The purpose of this method is to check if a certain algorithm for fitting nonlinear hierarchical models (also known as nonlinear mixed-effects models) will reliably yield results that are sufficiently similar to each other, if started with a certain range of reasonable starting parameters. It is inspired by the article on practical identifiabiliy in the frame of nonlinear mixed-effects models by Duchesne et al (2021).

multistart(object, n = 50, cores = 1, ...)

# S3 method for saem.mmkin
multistart(object, n = 50, cores = 1, ...)

# S3 method for multistart
print(x, ...)

# S3 method for multistart
parms(object, ...)

parhist(object, lpos = "topleft", main = "", ...)

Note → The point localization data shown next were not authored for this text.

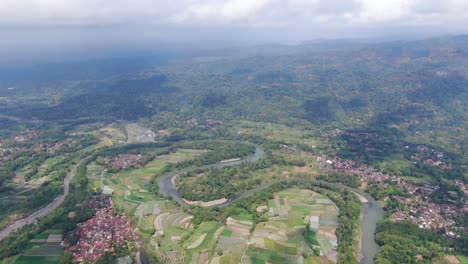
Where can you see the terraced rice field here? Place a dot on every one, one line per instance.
(233, 240)
(282, 239)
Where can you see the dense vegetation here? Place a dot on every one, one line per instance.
(399, 107)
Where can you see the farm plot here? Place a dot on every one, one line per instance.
(301, 223)
(136, 180)
(233, 240)
(43, 248)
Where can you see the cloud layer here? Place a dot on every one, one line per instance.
(231, 12)
(56, 30)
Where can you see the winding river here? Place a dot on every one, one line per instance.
(372, 212)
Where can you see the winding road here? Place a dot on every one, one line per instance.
(32, 218)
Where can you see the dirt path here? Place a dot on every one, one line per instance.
(158, 222)
(138, 134)
(197, 242)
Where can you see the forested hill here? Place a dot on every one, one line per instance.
(414, 87)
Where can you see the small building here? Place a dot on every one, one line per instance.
(314, 222)
(106, 190)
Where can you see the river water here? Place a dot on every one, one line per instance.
(372, 213)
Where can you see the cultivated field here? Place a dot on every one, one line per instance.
(301, 223)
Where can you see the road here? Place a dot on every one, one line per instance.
(32, 218)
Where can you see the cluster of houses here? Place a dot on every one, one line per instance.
(210, 123)
(428, 156)
(8, 151)
(105, 232)
(22, 137)
(419, 209)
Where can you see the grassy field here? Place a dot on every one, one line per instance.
(463, 259)
(37, 260)
(277, 132)
(284, 236)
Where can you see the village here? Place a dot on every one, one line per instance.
(107, 232)
(419, 209)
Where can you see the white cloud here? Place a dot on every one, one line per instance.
(292, 13)
(383, 10)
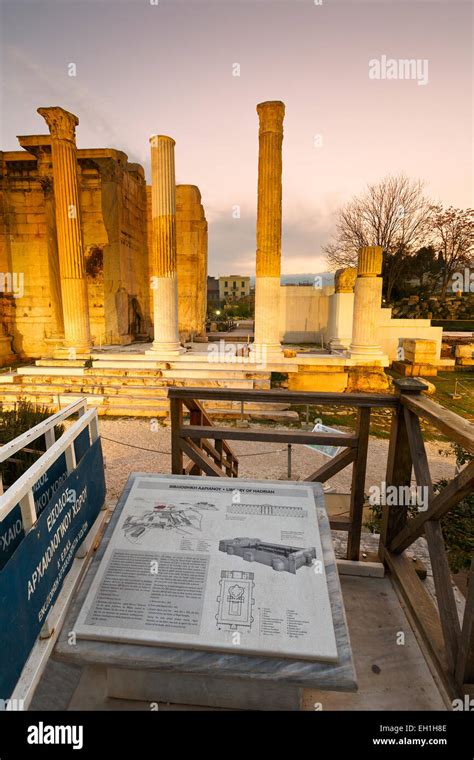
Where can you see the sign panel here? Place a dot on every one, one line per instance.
(11, 528)
(327, 451)
(33, 576)
(205, 564)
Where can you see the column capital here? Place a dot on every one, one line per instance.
(271, 114)
(155, 139)
(370, 261)
(344, 280)
(62, 124)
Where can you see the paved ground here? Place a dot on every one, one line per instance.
(390, 676)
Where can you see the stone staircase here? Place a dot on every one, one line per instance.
(133, 385)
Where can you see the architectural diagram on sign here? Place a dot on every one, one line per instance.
(235, 600)
(269, 510)
(183, 517)
(277, 556)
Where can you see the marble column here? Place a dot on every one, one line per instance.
(341, 309)
(191, 255)
(267, 283)
(367, 304)
(164, 276)
(62, 126)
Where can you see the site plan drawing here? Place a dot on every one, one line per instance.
(204, 563)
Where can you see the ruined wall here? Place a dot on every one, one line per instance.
(113, 215)
(113, 204)
(28, 251)
(191, 253)
(304, 313)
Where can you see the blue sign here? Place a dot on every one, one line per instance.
(11, 528)
(33, 576)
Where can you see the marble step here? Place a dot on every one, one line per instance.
(31, 375)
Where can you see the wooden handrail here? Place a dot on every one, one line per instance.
(449, 644)
(287, 397)
(272, 436)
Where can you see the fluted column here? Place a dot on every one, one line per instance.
(164, 277)
(367, 304)
(62, 126)
(191, 255)
(267, 283)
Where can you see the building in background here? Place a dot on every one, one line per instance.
(213, 297)
(233, 287)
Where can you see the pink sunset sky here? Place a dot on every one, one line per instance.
(145, 67)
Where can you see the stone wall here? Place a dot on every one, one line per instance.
(113, 215)
(191, 255)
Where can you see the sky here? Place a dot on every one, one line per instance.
(146, 67)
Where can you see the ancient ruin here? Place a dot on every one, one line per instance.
(116, 262)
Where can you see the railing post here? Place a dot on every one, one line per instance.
(465, 656)
(399, 464)
(176, 417)
(195, 418)
(358, 483)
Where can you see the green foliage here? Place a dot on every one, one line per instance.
(457, 525)
(13, 423)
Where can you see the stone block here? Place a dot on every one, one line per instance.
(417, 350)
(465, 351)
(334, 381)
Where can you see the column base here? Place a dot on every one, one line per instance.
(266, 353)
(339, 344)
(165, 350)
(368, 357)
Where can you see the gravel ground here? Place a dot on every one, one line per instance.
(256, 460)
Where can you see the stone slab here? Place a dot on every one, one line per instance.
(216, 565)
(337, 676)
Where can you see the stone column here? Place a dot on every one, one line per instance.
(164, 277)
(367, 305)
(191, 253)
(341, 309)
(267, 283)
(62, 126)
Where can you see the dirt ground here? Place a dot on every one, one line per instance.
(135, 445)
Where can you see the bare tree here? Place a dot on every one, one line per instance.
(393, 214)
(452, 236)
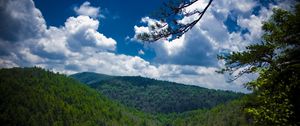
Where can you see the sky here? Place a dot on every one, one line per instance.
(100, 36)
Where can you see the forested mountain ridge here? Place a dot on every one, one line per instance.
(33, 96)
(154, 96)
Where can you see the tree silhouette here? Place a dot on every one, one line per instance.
(276, 58)
(169, 24)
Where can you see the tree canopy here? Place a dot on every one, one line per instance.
(169, 23)
(276, 59)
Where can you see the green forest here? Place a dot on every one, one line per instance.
(33, 96)
(154, 96)
(38, 96)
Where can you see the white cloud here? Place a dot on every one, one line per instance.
(78, 46)
(210, 35)
(88, 10)
(141, 52)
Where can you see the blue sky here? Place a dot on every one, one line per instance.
(99, 36)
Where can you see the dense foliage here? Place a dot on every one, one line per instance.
(230, 114)
(34, 97)
(277, 59)
(156, 96)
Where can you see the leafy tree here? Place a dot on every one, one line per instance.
(168, 24)
(276, 59)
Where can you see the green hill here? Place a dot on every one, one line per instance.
(35, 97)
(154, 96)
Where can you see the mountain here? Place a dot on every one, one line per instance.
(155, 96)
(33, 96)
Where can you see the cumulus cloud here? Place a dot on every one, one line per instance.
(210, 35)
(88, 10)
(78, 46)
(141, 52)
(32, 42)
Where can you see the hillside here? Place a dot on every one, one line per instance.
(155, 96)
(35, 97)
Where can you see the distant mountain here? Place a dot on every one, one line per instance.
(91, 78)
(155, 96)
(35, 97)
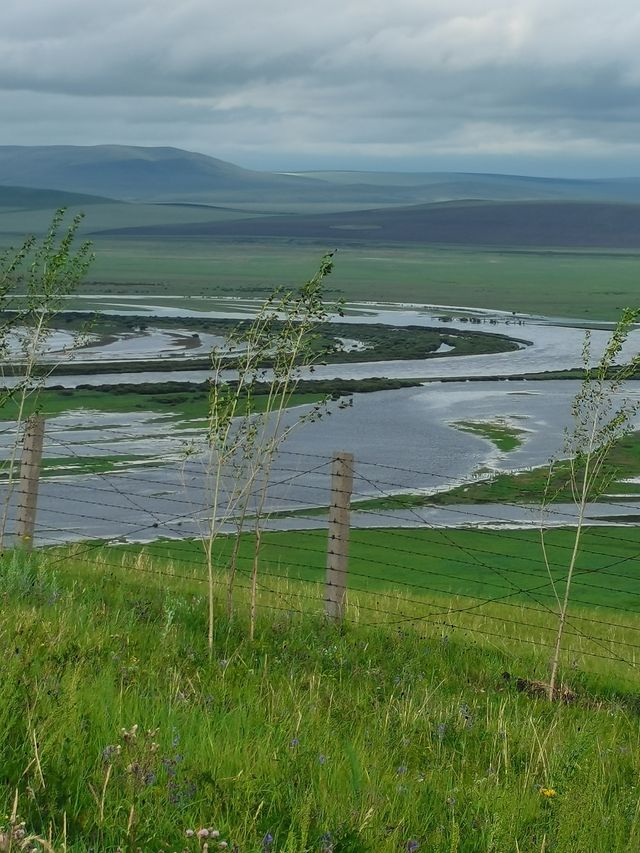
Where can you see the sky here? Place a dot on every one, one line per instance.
(543, 87)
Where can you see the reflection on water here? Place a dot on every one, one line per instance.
(402, 442)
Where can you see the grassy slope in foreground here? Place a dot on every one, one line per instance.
(371, 740)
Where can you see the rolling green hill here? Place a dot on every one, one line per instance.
(172, 174)
(33, 198)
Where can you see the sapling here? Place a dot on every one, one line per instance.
(600, 418)
(35, 279)
(254, 377)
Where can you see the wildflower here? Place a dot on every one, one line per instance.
(326, 843)
(110, 752)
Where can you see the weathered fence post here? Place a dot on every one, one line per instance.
(27, 492)
(338, 544)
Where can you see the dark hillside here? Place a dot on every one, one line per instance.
(567, 224)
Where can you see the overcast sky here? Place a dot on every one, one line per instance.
(536, 86)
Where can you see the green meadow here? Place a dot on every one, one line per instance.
(121, 732)
(582, 284)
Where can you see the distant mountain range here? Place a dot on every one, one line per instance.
(133, 173)
(167, 192)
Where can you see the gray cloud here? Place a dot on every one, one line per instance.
(409, 84)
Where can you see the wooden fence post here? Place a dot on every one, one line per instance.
(27, 492)
(338, 544)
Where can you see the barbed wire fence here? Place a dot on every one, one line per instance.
(341, 539)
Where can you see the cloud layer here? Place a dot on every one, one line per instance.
(410, 84)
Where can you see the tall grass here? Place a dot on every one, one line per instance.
(365, 738)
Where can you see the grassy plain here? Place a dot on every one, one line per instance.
(120, 732)
(590, 285)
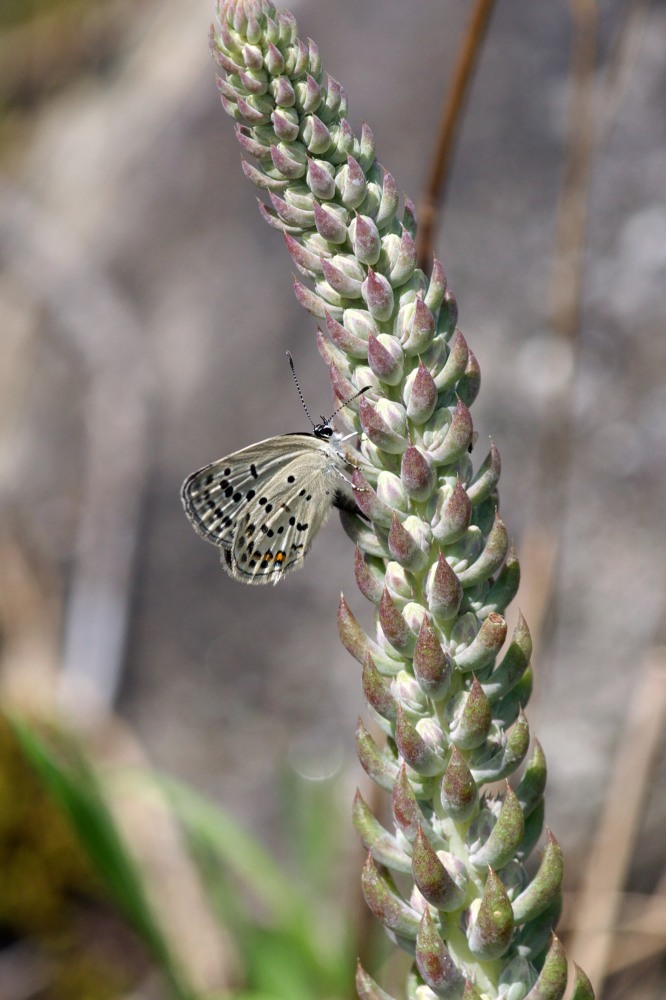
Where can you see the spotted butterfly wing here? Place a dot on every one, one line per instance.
(263, 505)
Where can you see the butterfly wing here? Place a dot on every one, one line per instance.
(273, 537)
(215, 496)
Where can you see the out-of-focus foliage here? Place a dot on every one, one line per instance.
(295, 941)
(51, 901)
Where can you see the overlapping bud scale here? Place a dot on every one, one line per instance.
(432, 554)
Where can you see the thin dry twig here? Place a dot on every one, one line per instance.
(571, 226)
(451, 117)
(606, 868)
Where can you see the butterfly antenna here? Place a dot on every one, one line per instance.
(300, 394)
(342, 405)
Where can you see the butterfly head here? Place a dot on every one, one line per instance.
(323, 431)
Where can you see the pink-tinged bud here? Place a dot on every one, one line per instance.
(436, 287)
(261, 180)
(413, 612)
(504, 838)
(415, 327)
(283, 92)
(444, 591)
(485, 646)
(448, 314)
(391, 491)
(394, 626)
(383, 847)
(386, 902)
(514, 663)
(420, 394)
(533, 830)
(405, 263)
(367, 988)
(307, 263)
(352, 635)
(454, 367)
(360, 324)
(490, 921)
(511, 751)
(409, 543)
(254, 114)
(330, 355)
(505, 586)
(246, 139)
(409, 217)
(487, 478)
(471, 716)
(330, 297)
(552, 981)
(377, 691)
(352, 185)
(308, 95)
(469, 385)
(366, 148)
(408, 693)
(274, 60)
(314, 303)
(270, 217)
(388, 205)
(223, 37)
(582, 987)
(406, 812)
(416, 473)
(384, 424)
(414, 750)
(379, 768)
(341, 273)
(342, 387)
(331, 223)
(453, 514)
(320, 179)
(314, 58)
(365, 239)
(544, 887)
(458, 790)
(253, 79)
(369, 503)
(441, 880)
(378, 296)
(224, 59)
(316, 136)
(437, 968)
(369, 583)
(533, 782)
(453, 444)
(293, 215)
(290, 161)
(491, 558)
(343, 141)
(432, 665)
(398, 582)
(302, 59)
(386, 357)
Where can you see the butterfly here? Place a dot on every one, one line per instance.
(263, 505)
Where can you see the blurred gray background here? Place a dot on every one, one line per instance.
(145, 311)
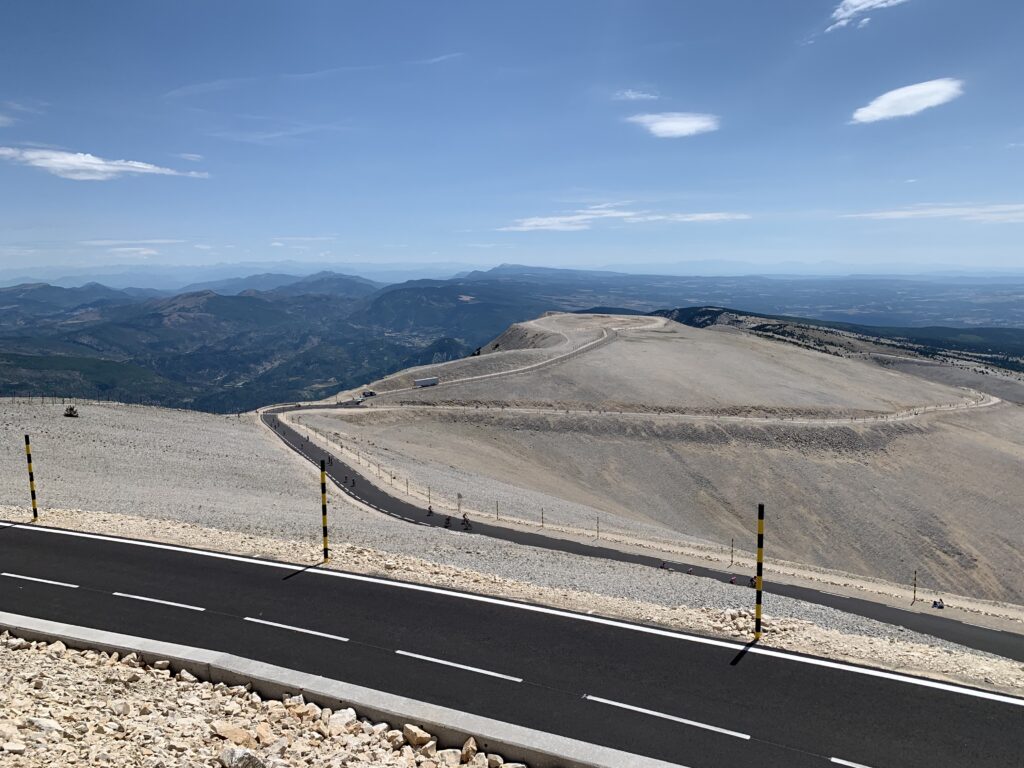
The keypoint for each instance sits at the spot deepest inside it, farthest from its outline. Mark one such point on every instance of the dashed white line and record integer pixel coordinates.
(41, 581)
(297, 629)
(544, 609)
(155, 600)
(460, 666)
(662, 715)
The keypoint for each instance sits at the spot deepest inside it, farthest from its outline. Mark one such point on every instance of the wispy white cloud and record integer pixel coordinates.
(84, 167)
(264, 130)
(222, 84)
(989, 213)
(631, 94)
(848, 10)
(689, 217)
(442, 57)
(137, 252)
(151, 242)
(909, 99)
(584, 218)
(676, 124)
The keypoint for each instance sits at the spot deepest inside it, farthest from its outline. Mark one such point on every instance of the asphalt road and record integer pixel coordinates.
(668, 695)
(1001, 643)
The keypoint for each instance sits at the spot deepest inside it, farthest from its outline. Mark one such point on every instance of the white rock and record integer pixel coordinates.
(415, 734)
(450, 758)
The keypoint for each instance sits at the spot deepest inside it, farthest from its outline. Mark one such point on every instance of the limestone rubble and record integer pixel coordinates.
(60, 707)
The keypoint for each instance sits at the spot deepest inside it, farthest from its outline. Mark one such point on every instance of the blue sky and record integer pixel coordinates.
(875, 133)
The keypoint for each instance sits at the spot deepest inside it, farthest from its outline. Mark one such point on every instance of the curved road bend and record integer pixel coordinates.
(1001, 643)
(677, 697)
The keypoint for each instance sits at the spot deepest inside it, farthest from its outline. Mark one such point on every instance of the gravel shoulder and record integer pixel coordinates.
(84, 487)
(61, 706)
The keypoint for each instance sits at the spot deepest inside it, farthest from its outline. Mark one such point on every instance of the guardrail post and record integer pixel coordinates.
(327, 550)
(759, 580)
(32, 479)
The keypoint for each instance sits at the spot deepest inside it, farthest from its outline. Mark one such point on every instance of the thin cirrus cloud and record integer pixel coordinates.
(1001, 213)
(632, 94)
(848, 10)
(676, 124)
(131, 243)
(80, 166)
(584, 218)
(909, 99)
(223, 84)
(136, 252)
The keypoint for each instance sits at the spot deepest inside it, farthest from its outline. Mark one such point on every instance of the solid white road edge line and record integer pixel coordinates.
(155, 600)
(296, 629)
(41, 581)
(459, 666)
(662, 715)
(895, 676)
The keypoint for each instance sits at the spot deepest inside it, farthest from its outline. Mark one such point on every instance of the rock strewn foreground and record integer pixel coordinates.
(60, 707)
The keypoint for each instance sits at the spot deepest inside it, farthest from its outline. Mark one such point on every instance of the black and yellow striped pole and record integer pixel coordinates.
(32, 479)
(327, 551)
(761, 561)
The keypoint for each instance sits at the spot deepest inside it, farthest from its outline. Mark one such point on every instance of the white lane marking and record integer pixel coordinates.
(296, 629)
(41, 581)
(155, 600)
(662, 715)
(459, 666)
(895, 676)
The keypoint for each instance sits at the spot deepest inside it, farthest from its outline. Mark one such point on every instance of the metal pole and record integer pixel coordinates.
(32, 479)
(327, 551)
(759, 583)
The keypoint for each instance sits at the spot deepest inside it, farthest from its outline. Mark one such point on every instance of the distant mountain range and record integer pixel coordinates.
(240, 342)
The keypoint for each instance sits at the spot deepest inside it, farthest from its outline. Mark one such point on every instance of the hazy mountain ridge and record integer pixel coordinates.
(235, 346)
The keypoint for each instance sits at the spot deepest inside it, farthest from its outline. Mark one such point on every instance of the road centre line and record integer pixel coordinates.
(662, 715)
(814, 662)
(155, 600)
(41, 581)
(296, 629)
(459, 666)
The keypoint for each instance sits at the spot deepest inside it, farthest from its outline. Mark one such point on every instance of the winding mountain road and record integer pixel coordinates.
(1001, 643)
(668, 696)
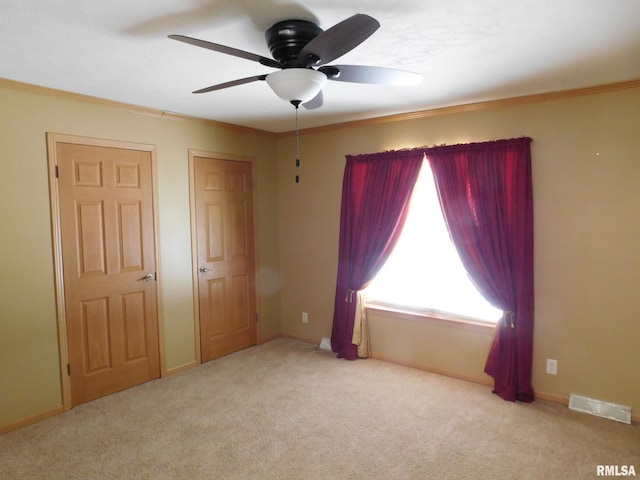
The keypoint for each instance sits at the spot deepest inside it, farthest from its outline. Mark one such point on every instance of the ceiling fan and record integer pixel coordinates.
(301, 51)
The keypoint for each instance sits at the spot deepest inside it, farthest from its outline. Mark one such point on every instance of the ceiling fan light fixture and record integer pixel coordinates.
(296, 84)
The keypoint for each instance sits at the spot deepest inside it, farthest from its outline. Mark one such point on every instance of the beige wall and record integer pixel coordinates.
(586, 168)
(29, 361)
(587, 205)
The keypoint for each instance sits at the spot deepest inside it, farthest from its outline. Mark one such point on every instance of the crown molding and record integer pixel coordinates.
(472, 107)
(52, 92)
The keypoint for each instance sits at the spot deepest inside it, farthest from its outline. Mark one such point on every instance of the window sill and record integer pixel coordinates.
(430, 315)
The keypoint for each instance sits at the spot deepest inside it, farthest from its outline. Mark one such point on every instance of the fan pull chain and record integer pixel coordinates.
(297, 148)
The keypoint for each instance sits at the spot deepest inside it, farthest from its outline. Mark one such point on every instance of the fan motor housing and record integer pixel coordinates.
(286, 38)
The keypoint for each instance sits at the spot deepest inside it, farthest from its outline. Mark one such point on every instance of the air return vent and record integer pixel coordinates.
(612, 411)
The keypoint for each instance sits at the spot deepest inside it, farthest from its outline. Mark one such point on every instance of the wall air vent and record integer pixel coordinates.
(612, 411)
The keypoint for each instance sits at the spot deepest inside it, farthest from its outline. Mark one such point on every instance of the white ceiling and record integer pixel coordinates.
(468, 51)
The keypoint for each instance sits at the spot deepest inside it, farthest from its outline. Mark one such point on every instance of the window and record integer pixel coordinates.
(424, 273)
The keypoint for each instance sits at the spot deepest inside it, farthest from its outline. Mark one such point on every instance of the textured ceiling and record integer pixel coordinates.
(468, 51)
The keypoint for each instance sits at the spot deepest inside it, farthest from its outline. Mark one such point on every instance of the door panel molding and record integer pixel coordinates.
(215, 250)
(90, 175)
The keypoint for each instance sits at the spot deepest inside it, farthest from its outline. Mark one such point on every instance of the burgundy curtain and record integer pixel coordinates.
(485, 190)
(375, 195)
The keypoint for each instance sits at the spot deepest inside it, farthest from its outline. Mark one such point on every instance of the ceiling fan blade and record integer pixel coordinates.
(233, 83)
(315, 102)
(338, 40)
(268, 62)
(374, 75)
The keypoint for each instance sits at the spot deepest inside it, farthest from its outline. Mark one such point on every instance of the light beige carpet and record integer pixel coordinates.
(283, 410)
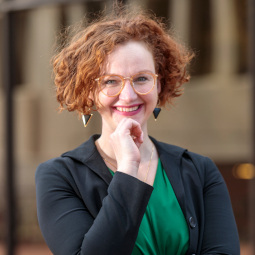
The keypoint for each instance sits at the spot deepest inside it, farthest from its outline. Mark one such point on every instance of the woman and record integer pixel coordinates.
(123, 192)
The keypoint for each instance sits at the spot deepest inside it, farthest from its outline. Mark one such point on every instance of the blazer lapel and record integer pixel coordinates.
(170, 157)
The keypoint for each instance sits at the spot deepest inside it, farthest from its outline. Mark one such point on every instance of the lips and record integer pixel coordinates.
(127, 109)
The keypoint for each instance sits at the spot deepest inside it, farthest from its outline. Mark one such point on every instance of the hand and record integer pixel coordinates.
(126, 140)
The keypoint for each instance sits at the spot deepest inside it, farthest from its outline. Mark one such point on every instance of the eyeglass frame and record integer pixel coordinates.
(155, 76)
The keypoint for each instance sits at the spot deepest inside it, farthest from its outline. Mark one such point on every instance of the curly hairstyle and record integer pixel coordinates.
(80, 62)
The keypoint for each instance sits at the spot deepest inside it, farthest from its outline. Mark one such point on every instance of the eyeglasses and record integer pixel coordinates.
(112, 85)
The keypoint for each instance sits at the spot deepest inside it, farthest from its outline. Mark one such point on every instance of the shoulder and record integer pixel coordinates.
(190, 162)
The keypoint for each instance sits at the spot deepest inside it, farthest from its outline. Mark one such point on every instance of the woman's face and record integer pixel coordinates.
(126, 60)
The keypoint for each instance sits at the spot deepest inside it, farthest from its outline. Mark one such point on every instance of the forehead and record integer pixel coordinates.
(129, 58)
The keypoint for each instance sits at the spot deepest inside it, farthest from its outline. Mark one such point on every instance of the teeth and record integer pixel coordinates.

llhist(object, breaks = "Sturges", lpos = "topleft", main = "", ...)

Arguments

object

The fit object to work with

n

How many different combinations of starting parameters should be used?

cores

How many fits should be run in parallel?

...

Passed to the update function, or to the basic plotting function in the case of the graphical functions.

x

The multistart object to print

lpos

Positioning of the legend.

main

title of the plot

breaks

Passed to hist

Value

A list of saem.mmkin objects, with class attributes 'multistart.saem.mmkin' and 'multistart'.

Details

Currently, parallel execution of the fits is only supported using parallel::mclapply, i.e. not available on Windows.

References

Duchesne R, Guillemin A, Gandrillon O, Crauste F. Practical identifiability in the frame of nonlinear mixed effects models: the example of the in vitro erythropoiesis. BMC Bioinformatics. 2021 Oct 4;22(1):478. doi: 10.1186/s12859-021-04373-4.